A Touch of Evil
"Woodwind" quartet would be more accurate, since these fellows-Clayton Englar, Jesse Meman, Ken Plant and Tom Monroe-play not only all the saxophones but flutes, bass clarinet and even recorder as well. Formed in 1984, the virtuosic D.C.-based ensemble has released recordings in 1988, 1998 and now in 2003. But interestingly, all three albums were recorded in the same period between late 1987 and 1990. A Touch of Evil, from 1989, is the only one with guests. Pianist Ran Blake and conga player Alfredo Mojica sit in on Blake's title piece; drummer Paul Murphy, bassist Ben Allison and pianist Frank Kimbrough assist in various configurations on some others.

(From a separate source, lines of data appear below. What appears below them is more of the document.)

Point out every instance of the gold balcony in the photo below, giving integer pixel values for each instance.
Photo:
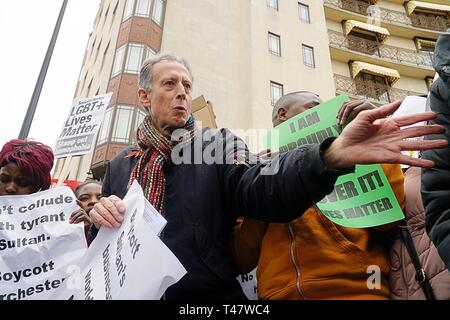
(393, 54)
(375, 92)
(437, 23)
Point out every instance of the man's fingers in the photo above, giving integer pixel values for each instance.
(120, 205)
(75, 216)
(414, 162)
(414, 118)
(413, 145)
(419, 131)
(110, 205)
(106, 211)
(380, 113)
(83, 218)
(99, 220)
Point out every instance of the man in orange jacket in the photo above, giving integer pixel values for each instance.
(311, 257)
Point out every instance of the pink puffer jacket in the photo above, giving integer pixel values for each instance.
(402, 274)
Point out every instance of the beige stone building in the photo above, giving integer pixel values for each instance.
(246, 53)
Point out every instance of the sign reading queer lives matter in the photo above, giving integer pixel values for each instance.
(38, 246)
(361, 199)
(81, 127)
(126, 263)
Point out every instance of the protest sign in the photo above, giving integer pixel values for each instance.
(80, 129)
(130, 262)
(249, 284)
(38, 246)
(360, 200)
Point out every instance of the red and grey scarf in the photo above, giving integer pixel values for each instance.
(154, 152)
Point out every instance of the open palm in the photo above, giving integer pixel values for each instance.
(373, 138)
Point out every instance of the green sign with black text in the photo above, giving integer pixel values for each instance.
(361, 199)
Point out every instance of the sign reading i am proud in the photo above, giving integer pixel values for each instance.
(361, 199)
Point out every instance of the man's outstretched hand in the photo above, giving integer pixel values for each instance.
(373, 138)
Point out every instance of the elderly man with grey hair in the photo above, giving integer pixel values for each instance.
(202, 200)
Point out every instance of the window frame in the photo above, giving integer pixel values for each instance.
(275, 85)
(273, 4)
(305, 48)
(308, 13)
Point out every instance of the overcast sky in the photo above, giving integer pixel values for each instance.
(26, 28)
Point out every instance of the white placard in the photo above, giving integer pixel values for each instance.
(38, 246)
(81, 126)
(130, 262)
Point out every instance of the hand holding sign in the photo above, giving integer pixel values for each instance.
(371, 138)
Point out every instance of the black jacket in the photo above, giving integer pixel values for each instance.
(204, 200)
(436, 181)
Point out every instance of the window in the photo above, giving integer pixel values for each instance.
(276, 92)
(104, 56)
(128, 11)
(370, 86)
(118, 61)
(273, 4)
(122, 124)
(104, 129)
(134, 58)
(429, 81)
(98, 50)
(303, 13)
(129, 58)
(143, 8)
(157, 14)
(308, 56)
(274, 44)
(150, 53)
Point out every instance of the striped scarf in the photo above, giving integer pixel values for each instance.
(155, 151)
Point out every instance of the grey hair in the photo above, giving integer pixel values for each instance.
(286, 102)
(146, 73)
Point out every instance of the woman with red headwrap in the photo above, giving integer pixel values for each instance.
(25, 168)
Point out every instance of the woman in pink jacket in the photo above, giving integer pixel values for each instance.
(403, 273)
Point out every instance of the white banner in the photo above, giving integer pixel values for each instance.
(38, 246)
(80, 129)
(126, 263)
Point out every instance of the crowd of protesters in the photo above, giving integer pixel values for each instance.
(298, 252)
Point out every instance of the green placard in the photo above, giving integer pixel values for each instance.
(361, 199)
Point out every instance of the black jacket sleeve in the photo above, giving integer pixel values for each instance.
(436, 181)
(280, 189)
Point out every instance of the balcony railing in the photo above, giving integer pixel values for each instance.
(437, 23)
(373, 48)
(369, 90)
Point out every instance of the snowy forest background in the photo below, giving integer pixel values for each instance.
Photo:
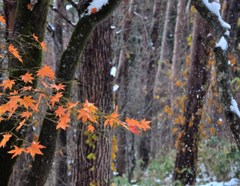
(163, 61)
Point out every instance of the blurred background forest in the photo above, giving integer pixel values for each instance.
(161, 64)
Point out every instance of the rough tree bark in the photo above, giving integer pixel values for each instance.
(68, 65)
(122, 78)
(220, 32)
(96, 86)
(151, 64)
(26, 23)
(187, 142)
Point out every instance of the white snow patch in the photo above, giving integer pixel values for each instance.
(234, 107)
(232, 182)
(222, 43)
(113, 71)
(115, 87)
(98, 4)
(215, 7)
(68, 7)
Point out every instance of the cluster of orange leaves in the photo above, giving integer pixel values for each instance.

The group's music unabashedly avoids the ordinary. Indeed, straightahead moments are few and far between, with the focus placed instead on passionate explorations that combine some conventional elements-a paradelike drum pattern, a jaunty riff, a lyrical melodic line, for example-with free, often raw, elements-including squawks, squeaks, growls, chirps, hums, scale flurries and free-bop improvisatory excursions-to produce a thick and unique fabric. The five tracks, which include novel treatments of both a Mingus medley and a Coltrane tune, take up nearly an hour and 15 minutes, and the final one, subtitled "Free Improvisation, No Edits," lasts for over half an hour.